Elasticsearch Greatest Hits or Lessons learnt doing full-text search
This blogpost concentrates on what might deserve some thought when optimizing indexing, mapping and querying. It requires a basic understanding of what Elasticsearch does. For a refresh check the official guide.
Before we start off, three useful general rules:
-
Define ‘good search’
When implementing a search make sure you know the desired result. Looking at online shops we can easily see that search always involves some kind of marketing, which is true for other applications as well. So if you are not the project owner, keep in close touch with the management and find out what results they expect. This way you can find out early on if contradicting expectations turn up.
-
Get your hands on actual data
To get meaningful results it is crucial to have access to actual data. Try to obtain it. Because there will be surprises which you otherwise won’t find out about.
-
Don't try to be perfect
Elasticsearch lets you start out relatively easy. But it can also lead you down the rabbit hole if you are trying to get perfect results. Keep in mind that scores are entirely relative. Every data set is different, as are user expectations. Don't get lost; deploy at some point and maybe keep stats of what people are searching, where they get zero results and where they get too many. With this newfound knowledge you can come back at any time and optimize.

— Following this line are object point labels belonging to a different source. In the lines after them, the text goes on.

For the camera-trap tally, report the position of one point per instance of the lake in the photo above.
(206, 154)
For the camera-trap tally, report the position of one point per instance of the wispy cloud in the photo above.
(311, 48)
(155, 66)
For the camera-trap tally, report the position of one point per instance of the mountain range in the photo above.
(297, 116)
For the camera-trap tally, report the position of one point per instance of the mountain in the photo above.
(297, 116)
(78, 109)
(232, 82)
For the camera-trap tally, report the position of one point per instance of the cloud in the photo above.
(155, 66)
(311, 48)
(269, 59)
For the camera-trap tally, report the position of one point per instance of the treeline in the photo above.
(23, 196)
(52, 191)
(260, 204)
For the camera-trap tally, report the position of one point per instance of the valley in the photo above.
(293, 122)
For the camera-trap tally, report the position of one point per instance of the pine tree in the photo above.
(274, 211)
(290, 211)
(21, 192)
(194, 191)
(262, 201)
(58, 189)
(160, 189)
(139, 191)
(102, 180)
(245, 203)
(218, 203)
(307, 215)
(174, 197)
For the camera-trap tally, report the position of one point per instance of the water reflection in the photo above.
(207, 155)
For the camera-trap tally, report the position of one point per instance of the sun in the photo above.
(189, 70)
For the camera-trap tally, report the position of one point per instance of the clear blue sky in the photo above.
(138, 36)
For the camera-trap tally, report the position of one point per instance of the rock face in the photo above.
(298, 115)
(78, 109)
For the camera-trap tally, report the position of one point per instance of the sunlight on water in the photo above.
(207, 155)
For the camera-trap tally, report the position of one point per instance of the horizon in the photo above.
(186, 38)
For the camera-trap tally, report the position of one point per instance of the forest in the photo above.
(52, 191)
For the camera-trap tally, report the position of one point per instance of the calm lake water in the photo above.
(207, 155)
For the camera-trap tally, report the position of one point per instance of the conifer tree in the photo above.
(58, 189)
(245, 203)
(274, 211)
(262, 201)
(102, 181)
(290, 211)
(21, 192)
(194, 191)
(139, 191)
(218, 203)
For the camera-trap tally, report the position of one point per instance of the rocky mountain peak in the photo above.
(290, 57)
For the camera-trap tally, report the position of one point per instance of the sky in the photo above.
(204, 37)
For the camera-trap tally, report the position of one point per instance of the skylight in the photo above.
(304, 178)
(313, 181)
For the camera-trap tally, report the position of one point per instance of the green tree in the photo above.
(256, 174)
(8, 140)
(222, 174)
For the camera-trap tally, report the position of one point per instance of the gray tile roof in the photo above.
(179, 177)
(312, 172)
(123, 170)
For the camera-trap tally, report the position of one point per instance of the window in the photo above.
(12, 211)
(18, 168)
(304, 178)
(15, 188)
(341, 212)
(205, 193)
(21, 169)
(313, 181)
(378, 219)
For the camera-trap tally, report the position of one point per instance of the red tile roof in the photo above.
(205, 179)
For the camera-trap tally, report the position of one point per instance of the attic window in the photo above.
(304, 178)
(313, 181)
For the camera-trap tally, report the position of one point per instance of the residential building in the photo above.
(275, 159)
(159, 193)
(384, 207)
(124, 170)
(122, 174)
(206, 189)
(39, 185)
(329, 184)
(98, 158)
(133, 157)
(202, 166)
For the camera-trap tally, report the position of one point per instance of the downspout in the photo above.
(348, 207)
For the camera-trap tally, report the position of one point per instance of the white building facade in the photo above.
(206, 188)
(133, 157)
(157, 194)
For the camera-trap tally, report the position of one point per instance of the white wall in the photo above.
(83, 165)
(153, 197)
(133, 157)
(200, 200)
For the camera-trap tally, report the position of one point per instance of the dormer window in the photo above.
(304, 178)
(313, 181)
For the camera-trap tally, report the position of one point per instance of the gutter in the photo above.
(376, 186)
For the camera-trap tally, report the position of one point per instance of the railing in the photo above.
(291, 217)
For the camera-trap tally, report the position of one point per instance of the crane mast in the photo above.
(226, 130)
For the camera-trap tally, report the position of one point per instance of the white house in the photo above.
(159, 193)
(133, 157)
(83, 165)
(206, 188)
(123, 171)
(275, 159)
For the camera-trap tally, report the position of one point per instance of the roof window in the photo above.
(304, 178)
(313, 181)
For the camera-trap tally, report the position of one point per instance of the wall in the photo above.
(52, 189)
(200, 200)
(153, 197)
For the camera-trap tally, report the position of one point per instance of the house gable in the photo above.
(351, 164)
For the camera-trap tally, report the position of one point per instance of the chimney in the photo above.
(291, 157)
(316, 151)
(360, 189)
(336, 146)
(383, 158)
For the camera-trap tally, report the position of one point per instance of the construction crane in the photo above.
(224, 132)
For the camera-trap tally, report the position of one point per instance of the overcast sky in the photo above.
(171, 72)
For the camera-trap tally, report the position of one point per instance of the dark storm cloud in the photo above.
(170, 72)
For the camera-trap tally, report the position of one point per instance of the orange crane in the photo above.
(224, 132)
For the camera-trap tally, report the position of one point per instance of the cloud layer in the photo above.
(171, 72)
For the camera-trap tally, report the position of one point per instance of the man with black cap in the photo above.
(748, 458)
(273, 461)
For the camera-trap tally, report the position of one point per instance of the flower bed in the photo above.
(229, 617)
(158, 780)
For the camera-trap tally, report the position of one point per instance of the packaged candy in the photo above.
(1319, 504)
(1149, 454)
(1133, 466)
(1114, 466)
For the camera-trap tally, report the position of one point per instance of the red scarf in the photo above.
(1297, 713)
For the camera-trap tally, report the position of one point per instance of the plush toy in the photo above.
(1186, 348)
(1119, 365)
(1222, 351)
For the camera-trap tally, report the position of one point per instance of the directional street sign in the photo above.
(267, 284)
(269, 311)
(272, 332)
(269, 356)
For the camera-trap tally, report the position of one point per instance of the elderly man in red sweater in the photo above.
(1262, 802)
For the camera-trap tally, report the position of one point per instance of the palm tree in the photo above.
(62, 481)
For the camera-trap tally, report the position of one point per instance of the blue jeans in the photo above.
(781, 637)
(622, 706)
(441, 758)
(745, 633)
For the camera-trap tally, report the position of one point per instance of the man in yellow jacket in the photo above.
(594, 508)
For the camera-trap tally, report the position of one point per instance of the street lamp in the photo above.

Back to the technicalities:
Problem
Speakerinnen Liste (GitHub) 1, a platform where conference organizers can find women experts, wanted to improve search by introducing Elasticsearch. The goal was to create one single search field where anything could be entered and one or more speakers would be found. In our particular case this might be a name, a field of expertise, a twitter handle, a place or language. Or maybe even something from the speaker's biography. Or any combination of these possibilities.
What's tricky here is that we don’t know what the user will enter, so we will have to run the input on all fields. We also don’t know the language of the entries (currently mostly English and German).
In order to have a nicer user experience we decided to offer a facetted search: the search results can be filtered for cities and languages.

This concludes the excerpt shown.